A group of cybercriminals has announced that they have successfully breached one of the largest hospital groups in the United Kingdom.
The gang, known as ALPHV or BlackCat.
They posted a statement on Friday claiming they obtained seven terabytes of internal documents from the Barts Health NHS Trust. This trust manages five major hospitals in London. They were providing care for approximately 2.5 million people.
It is important to note that ALPHV is known for using ransomware, malicious software that encrypts a victim's computer and demands payment for decryption.
However, hacking gangs are shifting towards stealing data and threatening to publish it unless paid. It is currently unclear whether the gang has deployed ransomware on the computers at Barts Health NHS Trust.
The trust includes St. Bartholomews, the Royal London, Mile End, Whipps Cross, and Newham hospitals.
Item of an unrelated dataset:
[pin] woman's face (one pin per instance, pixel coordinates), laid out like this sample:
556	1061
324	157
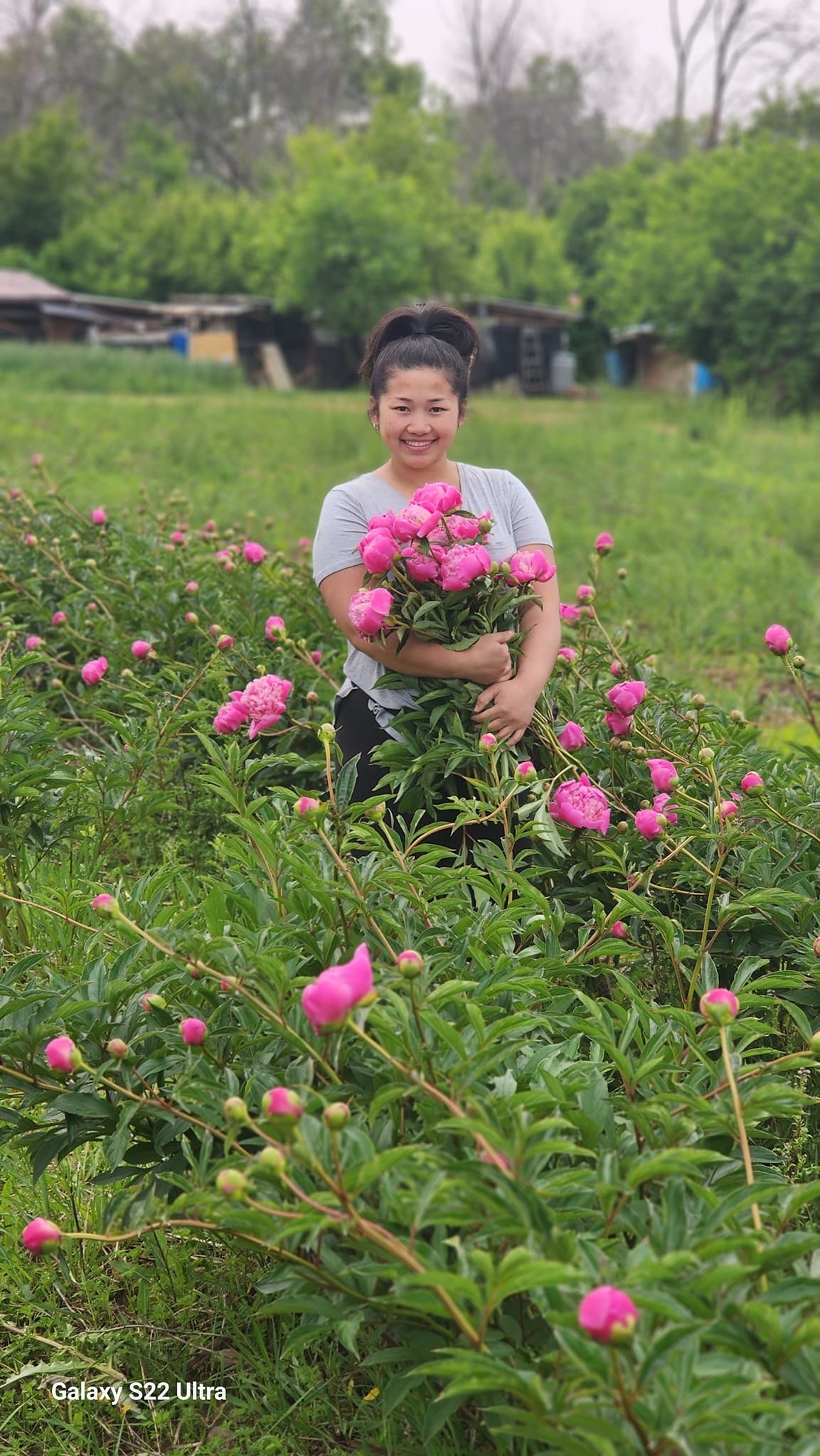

A spokesperson from Barts Health stated on Friday that they are aware of claims regarding a ransomware attack and are conducting an urgent investigation.
According to Brett Callow, a threat analyst at cybersecurity firm Emsisoft.
Early indications suggest that the gang still needs to deploy ransomware in this case if ransomware had been used.
It likely caused noticeable disruption and potentially significant damage. Callow also suggests that Barts Health may have either detected and blocked the encryption part of the attack or that ALPHV chose not to use its typical ransomware approach.
The hackers behind ALPHV published a selection of stolen files from Barts Health, including employees' driving licenses and passports and internal emails marked confidential. On their dark web page with a broken English writing style, the hackers claimed this data haul from Barts Health as "the most significant leak from the healthcare system in the UK. "
These ALPHV hackers communicate primarily in Russian and have been active since November 2021. They target a wide range of companies across various sectors, as highlighted in a report by Unit 42, the cybersecurity team at Palo Alto Networks Inc. The targeted sectors include construction, engineering, retail, transportation, commercial services, insurance, telecommunications, and pharmaceuticals. According to a report, the gang has been observed recruiting "affiliates" on cybercrime forums to rent out their ransomware to hack companies and organizations. They have previously targeted and disrupted Germany's fuel distribution system by hacking firms like Mabanaft GmbH and Oiltanking GmbH Group.
Additionally, they claimed responsibility for a hack that targeted the Italys GSE energy agency. The UK's National Health Service has also faced significant cyberattack disruption. In 2017 numerous hospitals were affected by the spread of WannaCry ransomware resulting in thousands of appointments and operations being canceled. This information is detailed in a report on that specific incident. Furthermore, last year in August, an attack on Advanced, a software provider for the NHS, caused disruptions to certain patient services that lasted for weeks.